QuizResult: Grading result with per-question details. If the sidecar is missing or the quiz has no recorded responses, every question is reported as incorrect (score 0/max).

class nbgrader_jupyterquiz.grader.autograde.QuizResult(grade_id: str, details: list[QuestionResult])[source]

Outcome of grading every question in a quiz region.

details: list[QuestionResult]

display_review() → None[source]

Emit an HTML review of the quiz into the current cell output.

Intended to be called from the auto-generated hidden-tests block of a graded-quiz cell. When nbgrader generate_feedback converts the autograded notebook to HTML, the review appears inline with the score so students can see which answers were correct, which they picked, and which they missed.

The output is pure static HTML with scoped inline CSS — it renders correctly in any browser without a running Jupyter server or kernel.

grade_id: str

property max_score: float

Compute the sum of per-question point values.

Returns

float: Total points this quiz can yield.

property passed: bool

Return True when every question in the quiz was answered correctly.

Returns

bool: True iff score == max_score.

property report: str

Return a multi-line textual summary of the grade.

Returns

str: Human-readable breakdown of per-question outcomes.

property score: float

Compute the sum of per-question points earned.

Returns

float: Total points the student earned on this quiz.

class nbgrader_jupyterquiz.grader.autograde.QuestionResult(qnum: int, question: dict[str, Any], recorded: Any, correct: bool)[source]

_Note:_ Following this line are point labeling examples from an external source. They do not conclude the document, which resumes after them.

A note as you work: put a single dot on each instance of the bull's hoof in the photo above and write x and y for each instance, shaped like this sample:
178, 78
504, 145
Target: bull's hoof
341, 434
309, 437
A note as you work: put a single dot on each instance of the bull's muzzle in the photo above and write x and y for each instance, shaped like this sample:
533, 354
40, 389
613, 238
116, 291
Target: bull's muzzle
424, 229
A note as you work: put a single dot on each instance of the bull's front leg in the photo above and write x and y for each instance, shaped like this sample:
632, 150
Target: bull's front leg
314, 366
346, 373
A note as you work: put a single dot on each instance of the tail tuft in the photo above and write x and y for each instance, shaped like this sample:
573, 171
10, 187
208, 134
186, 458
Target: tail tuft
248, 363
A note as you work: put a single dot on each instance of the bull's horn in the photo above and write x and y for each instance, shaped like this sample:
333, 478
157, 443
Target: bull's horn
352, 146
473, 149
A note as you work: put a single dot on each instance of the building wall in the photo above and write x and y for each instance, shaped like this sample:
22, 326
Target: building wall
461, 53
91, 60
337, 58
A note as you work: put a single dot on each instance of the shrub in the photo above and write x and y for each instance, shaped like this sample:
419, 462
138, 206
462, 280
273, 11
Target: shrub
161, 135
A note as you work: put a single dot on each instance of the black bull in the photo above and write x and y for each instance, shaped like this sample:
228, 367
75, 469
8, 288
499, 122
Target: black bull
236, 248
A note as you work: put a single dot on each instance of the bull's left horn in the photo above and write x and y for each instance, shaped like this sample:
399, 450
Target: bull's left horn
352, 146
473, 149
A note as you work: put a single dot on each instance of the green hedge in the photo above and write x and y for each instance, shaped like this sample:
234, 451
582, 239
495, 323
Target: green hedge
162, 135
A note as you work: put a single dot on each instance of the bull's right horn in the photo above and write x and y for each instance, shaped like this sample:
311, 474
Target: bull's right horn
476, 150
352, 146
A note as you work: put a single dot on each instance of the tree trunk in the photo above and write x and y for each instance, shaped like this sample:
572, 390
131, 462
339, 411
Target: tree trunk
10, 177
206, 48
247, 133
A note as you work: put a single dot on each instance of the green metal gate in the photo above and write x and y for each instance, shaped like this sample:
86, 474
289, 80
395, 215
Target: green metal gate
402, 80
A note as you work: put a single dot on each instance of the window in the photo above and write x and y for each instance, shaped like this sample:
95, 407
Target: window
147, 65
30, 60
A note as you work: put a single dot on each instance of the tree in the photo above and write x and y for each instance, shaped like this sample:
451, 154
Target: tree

Outcome of grading a single question.

correct: bool

property earned: float

Compute the points earned on this question (all-or-nothing per question).

Returns

float: self.points if correct, else 0.

property expected: Any

Return a human-readable representation of the expected answer.

Returns

Any: List of expected answer texts or numeric values/ranges.

property points: float

Return the maximum points for this question (defaults to 1).

Returns

float: Positive point weight. Integer values (from {N}) come through as int; fractional values ({0.5}) as float.

qnum: int

question: dict[str, Any]

property question_type: str

Return the canonical type string of the underlying question.

Returns

str: "multiple_choice", "many_choice", "numeric", "string", or "unknown".

recorded: Any

Limitations 

Jupyter server required. The response recorder persists answers via fetch('/api/contents/...'). Any client that routes through a standard jupyter_server works: JupyterLab 4, Notebook 7, classic Notebook. The VS Code Jupyter extension is not supported — it uses a kernel-direct protocol and does not expose the contents API. Students who must use VS Code will see the quiz render but their answers will not persist; instructors running graded assessments should require JupyterLab or Notebook.
Points are all-or-nothing per question. Students earn the full per-question points iff the answer is fully correct. Partial credit within a single question (e.g., “selected 2 of 3 correct MC options”) is not awarded — that would require splitting a many-choice question into separately-graded atoms.
Manual edits to `responses.json` are not detected. The grading code trusts the sidecar. If the sidecar is tampered with between submission and autograde, the altered responses will be graded. For high-stakes assessments, rely on nbgrader’s secure exchange rather than student-local editing.